The Amazon Go store requires hundreds of cameras to detect who’s picking up what items. Standard Cognition needs just 27 to go after the $27 trillion market of equipping regular shops with autonomous retail technology.
Walk into one of its partners’ stores and overhead cameras identify you by shape and movement, not facial recognition. Open up its iOS or Android app and a special light pattern flashes, allowing the cameras to tie you to your account and payment method. Grab whatever you want, and just walk out. Standard Cognition will bill you. It even works without an app. Shop like normal and then walk up to a kiosk screen, the cameras tell it what items you nabbed and you can pay with cash or credit card.
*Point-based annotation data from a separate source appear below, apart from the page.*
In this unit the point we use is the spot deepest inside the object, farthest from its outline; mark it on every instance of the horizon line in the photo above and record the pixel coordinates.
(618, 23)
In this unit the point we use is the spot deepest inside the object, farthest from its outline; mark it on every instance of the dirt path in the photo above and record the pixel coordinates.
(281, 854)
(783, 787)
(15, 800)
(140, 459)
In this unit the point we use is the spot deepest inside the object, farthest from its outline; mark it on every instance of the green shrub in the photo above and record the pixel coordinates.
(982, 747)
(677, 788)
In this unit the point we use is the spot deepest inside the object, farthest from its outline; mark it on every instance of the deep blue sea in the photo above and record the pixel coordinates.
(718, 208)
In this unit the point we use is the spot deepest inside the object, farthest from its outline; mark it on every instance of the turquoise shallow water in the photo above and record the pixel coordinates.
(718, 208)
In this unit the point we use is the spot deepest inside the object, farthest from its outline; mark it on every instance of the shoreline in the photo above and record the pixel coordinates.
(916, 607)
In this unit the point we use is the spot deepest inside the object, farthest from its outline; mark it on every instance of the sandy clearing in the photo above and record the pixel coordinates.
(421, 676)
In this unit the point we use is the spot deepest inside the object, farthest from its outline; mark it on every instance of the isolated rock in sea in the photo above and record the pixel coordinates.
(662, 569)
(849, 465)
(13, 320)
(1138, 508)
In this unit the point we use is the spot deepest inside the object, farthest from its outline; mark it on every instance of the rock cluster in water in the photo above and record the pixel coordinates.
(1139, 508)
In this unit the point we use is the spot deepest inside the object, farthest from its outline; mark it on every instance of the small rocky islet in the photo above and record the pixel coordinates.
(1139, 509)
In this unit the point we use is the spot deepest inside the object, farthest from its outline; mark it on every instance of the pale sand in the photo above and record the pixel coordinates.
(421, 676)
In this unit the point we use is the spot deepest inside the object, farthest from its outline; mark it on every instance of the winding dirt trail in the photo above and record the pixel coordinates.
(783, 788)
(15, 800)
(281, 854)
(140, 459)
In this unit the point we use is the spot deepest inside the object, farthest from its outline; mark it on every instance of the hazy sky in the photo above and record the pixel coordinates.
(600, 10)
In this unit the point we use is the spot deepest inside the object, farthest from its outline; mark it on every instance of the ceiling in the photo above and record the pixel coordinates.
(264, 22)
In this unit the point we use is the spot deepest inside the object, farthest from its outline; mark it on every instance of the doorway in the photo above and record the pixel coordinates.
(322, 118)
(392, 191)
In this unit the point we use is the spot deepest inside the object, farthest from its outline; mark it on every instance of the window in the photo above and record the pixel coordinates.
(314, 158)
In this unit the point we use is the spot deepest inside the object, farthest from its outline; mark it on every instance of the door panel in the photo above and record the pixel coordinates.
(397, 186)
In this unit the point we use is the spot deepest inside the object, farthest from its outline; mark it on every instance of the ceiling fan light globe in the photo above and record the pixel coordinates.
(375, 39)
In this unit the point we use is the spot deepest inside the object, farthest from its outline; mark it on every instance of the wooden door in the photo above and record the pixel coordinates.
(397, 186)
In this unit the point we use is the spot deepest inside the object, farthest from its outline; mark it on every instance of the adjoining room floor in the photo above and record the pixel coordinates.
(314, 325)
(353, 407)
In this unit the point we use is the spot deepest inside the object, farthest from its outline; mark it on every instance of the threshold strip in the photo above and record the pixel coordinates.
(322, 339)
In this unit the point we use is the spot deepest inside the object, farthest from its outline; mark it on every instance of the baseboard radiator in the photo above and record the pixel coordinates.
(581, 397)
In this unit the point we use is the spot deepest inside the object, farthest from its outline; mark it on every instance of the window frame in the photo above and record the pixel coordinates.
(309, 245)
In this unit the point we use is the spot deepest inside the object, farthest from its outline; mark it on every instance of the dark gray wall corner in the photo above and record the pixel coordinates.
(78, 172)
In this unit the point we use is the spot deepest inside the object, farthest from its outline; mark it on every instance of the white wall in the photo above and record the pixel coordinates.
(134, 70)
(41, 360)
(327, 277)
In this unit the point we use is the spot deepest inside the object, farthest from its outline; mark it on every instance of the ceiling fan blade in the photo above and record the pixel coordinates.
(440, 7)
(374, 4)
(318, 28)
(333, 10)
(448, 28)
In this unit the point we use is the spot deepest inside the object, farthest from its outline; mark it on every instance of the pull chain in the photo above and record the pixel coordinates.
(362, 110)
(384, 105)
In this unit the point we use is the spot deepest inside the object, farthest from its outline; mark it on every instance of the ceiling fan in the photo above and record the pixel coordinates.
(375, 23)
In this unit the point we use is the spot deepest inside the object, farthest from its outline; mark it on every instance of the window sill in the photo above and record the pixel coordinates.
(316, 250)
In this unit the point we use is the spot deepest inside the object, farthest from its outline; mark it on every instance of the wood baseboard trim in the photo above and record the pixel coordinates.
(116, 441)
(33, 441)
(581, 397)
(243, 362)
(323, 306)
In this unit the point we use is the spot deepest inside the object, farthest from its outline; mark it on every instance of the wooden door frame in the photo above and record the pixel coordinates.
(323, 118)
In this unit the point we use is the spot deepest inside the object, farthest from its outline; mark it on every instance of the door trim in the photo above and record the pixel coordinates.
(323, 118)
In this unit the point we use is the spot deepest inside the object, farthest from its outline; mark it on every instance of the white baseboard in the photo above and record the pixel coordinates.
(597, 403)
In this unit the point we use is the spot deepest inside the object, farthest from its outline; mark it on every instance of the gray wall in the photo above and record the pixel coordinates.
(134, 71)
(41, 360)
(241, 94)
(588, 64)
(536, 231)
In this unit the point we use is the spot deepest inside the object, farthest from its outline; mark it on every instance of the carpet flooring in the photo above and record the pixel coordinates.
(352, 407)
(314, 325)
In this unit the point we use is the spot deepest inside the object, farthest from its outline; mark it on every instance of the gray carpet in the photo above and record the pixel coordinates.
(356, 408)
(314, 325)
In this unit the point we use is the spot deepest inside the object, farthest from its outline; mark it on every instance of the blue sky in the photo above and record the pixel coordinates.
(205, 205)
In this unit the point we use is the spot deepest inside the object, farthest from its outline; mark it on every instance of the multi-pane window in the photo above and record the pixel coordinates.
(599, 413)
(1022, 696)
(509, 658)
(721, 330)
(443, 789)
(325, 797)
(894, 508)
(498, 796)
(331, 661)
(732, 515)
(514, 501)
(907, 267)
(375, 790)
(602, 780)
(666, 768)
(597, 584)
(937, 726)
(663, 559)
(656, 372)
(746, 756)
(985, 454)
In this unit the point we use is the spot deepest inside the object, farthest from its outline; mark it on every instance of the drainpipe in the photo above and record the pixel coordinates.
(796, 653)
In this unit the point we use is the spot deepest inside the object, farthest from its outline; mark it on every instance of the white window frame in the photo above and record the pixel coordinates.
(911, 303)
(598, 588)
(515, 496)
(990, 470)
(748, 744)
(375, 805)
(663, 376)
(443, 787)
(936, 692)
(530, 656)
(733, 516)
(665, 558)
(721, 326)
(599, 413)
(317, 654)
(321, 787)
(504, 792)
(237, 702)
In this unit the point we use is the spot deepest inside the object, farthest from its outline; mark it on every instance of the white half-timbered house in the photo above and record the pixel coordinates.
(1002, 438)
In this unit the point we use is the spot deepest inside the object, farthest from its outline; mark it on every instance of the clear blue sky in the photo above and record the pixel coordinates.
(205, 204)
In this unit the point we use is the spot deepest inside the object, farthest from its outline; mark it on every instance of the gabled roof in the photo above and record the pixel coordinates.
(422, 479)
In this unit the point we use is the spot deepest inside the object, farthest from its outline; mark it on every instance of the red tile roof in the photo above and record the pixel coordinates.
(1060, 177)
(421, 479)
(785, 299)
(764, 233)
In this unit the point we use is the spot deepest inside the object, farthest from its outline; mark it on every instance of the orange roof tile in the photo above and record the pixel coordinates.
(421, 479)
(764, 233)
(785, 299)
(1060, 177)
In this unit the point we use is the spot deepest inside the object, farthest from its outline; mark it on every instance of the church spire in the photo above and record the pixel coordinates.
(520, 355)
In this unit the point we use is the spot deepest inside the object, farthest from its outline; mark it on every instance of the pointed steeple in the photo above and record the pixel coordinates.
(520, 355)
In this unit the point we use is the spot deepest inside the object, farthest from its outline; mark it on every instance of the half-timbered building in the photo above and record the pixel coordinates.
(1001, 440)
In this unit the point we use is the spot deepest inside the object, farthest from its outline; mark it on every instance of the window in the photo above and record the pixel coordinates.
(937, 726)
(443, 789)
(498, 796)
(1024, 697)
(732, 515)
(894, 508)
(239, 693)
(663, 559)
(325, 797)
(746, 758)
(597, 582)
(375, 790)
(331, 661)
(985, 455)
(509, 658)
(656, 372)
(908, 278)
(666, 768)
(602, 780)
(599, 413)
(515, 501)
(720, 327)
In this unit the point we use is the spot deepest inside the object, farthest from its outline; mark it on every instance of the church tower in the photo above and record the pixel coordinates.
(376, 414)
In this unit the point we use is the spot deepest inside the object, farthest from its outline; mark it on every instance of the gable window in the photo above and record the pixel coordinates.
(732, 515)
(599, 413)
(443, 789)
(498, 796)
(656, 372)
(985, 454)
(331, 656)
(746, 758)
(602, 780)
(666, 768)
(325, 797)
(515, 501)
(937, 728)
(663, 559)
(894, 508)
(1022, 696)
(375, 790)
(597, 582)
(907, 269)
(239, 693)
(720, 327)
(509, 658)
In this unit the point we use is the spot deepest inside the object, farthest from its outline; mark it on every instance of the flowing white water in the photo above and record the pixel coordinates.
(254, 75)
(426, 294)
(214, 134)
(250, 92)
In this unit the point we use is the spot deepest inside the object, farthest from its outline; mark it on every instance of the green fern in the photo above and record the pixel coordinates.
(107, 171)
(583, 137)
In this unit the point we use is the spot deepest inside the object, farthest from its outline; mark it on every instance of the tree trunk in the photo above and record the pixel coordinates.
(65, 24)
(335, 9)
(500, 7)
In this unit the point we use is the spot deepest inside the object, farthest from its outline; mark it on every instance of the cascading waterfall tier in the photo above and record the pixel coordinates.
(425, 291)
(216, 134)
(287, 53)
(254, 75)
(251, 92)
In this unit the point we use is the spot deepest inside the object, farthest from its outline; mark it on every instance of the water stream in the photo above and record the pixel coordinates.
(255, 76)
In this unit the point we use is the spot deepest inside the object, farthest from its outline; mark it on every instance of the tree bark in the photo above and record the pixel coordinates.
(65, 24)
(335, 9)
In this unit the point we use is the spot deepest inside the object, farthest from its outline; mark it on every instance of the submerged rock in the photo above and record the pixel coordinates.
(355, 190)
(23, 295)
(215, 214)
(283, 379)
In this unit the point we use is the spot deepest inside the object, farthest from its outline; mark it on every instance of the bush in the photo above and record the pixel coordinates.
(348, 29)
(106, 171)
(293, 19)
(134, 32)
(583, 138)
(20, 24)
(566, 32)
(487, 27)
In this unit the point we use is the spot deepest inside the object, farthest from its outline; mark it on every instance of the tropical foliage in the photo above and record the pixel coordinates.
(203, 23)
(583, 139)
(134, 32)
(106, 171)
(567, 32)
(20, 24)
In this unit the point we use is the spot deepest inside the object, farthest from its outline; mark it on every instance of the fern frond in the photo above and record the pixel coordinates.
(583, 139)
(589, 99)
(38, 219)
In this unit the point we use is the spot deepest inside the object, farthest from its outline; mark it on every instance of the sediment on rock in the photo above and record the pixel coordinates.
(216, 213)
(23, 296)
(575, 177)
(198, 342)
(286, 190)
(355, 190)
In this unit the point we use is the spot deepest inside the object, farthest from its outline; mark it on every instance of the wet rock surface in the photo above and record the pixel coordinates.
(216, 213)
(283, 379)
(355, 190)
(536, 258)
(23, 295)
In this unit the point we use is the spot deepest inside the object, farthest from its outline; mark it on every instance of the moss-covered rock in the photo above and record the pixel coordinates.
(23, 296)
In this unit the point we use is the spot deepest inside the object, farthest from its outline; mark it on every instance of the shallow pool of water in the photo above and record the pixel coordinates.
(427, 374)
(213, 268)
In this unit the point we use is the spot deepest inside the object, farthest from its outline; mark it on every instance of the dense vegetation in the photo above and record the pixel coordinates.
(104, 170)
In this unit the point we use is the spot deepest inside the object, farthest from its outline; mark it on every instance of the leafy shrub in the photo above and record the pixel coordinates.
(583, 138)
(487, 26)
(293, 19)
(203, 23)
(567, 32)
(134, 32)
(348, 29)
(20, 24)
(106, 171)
That means Standard Cognition stores never exclude anyone, unlike Amazon Go.
“Our tagline has been ‘rehumanizing retail,’” co-founder Michael Suswal tells me. “We’re removing the machines that are between people: conveyor belts, cash registers, scanners…”
The potential to help worried merchants compete with Amazon has drawn a new $40 million Series A funding round to Standard Cognition, led by Alexis Ohanian and Garry Tan’s Initialized Capital. CRV, Y Combinator, and Draper Associates joined the round that builds on the startup’s $11 million in seed funding. Just a year old, Standard Cognition already has 40 employees, but plans to hire 70 to 80 more over the next six months so it can speed up deployment to more partners. Suswal wouldn’t reveal Standard Cognition’s valuation, but said the round was roughly in line with the traditional percentage startups sell in an A round; that’s usually about 20 to 25 percent, indicating the startup could be valued around $160 million to $200 million pre-money.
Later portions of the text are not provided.